That means air pollution concentrations within the region may become unhealthy for sensitive groups including children, people suffering from asthma, heart disease or other lung diseases and the elderly.
Several cities and towns in the D.C. area have plans to deal with heat emergencies, such as opening cooling centers in public spaces. You can find a list of cooling centers here.
Temperatures this hot are more than just unpleasant, they’re potentially dangerous.
Experts warn residents to be “heat smart.” Some things you can do to help beat the heat are:
Limit strenuous outdoor activities
Don’t leave kids or pets in a closed car
Drink more water
Drink less caffeine and alcohol
Check on senior friends and neighbors
Take frequent breaks
Get medical help if you stop sweating
Adults should take corrective action, and children should seek help, if they feel nauseous, their face feels like it’s burning or they have muscle cramps
Make sure outdoor pets have ample shade and water
The Centers for Disease Control and Prevention has specific recommendations for the symptoms of heat exhaustion and the even-more-serious heat stroke.
Nausea or vomiting
Cold, pale, clammy skin
Under those circumstances, you should move to a cooler location, loosen your clothes, lie down, apply wet, cool cloth to as much of your body as possible and sip water.
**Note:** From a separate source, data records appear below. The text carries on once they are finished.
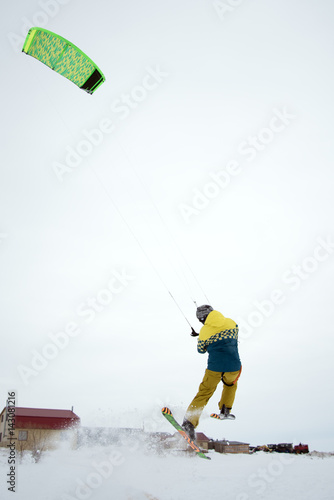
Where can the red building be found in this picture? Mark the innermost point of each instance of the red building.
(37, 428)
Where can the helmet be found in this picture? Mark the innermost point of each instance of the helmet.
(202, 312)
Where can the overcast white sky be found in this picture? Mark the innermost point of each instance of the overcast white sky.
(215, 134)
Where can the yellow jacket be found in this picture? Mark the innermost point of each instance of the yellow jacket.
(219, 337)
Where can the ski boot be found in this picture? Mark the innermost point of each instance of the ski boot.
(225, 414)
(189, 429)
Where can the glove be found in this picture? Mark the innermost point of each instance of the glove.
(193, 333)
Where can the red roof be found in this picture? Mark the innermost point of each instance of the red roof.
(40, 418)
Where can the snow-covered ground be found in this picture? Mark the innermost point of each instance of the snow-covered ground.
(133, 472)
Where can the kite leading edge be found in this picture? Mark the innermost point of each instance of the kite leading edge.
(63, 57)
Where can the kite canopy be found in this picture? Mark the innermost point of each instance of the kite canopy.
(64, 58)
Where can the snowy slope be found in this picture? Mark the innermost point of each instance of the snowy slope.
(134, 473)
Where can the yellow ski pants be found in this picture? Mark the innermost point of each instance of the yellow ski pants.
(207, 388)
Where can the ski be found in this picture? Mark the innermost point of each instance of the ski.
(222, 417)
(169, 416)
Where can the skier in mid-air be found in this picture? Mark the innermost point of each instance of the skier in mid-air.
(218, 337)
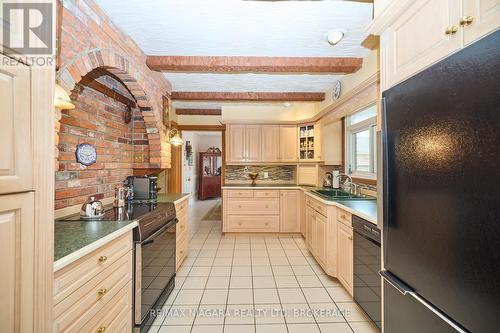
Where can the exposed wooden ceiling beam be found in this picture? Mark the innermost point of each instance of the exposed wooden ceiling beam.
(249, 96)
(198, 112)
(218, 64)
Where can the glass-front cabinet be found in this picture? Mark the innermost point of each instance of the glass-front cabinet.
(309, 142)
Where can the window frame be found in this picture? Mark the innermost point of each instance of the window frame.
(369, 124)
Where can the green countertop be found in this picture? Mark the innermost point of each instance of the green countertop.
(71, 236)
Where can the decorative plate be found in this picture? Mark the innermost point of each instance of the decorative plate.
(86, 154)
(337, 87)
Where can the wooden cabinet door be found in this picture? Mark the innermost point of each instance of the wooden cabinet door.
(332, 143)
(17, 257)
(270, 143)
(426, 22)
(319, 236)
(345, 256)
(236, 143)
(309, 226)
(288, 143)
(485, 18)
(16, 150)
(289, 211)
(253, 139)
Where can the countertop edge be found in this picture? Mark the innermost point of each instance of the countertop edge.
(341, 206)
(72, 257)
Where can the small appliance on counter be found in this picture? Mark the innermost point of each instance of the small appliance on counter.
(142, 188)
(92, 209)
(327, 181)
If you continue to vomit, seek medical help right away.
Body temperature above 103 degrees
Hot, red, dry or moist skin
Fast and strong pulse
If you’re looking for relief, you might be waiting awhile.
“Temperatures on Sunday and Monday will be right around 100 degrees with the feel-like factor at 105,” said Storm Team 4 meteorologist Lauryn Ricketts.
Temperatures will stay in the mid-90s on Tuesday and Wednesday with a heat index in the upper 90s.
Ricketts said things won’t start to cool down until next Sunday and Monday, even then temperatures will still be in the 80s.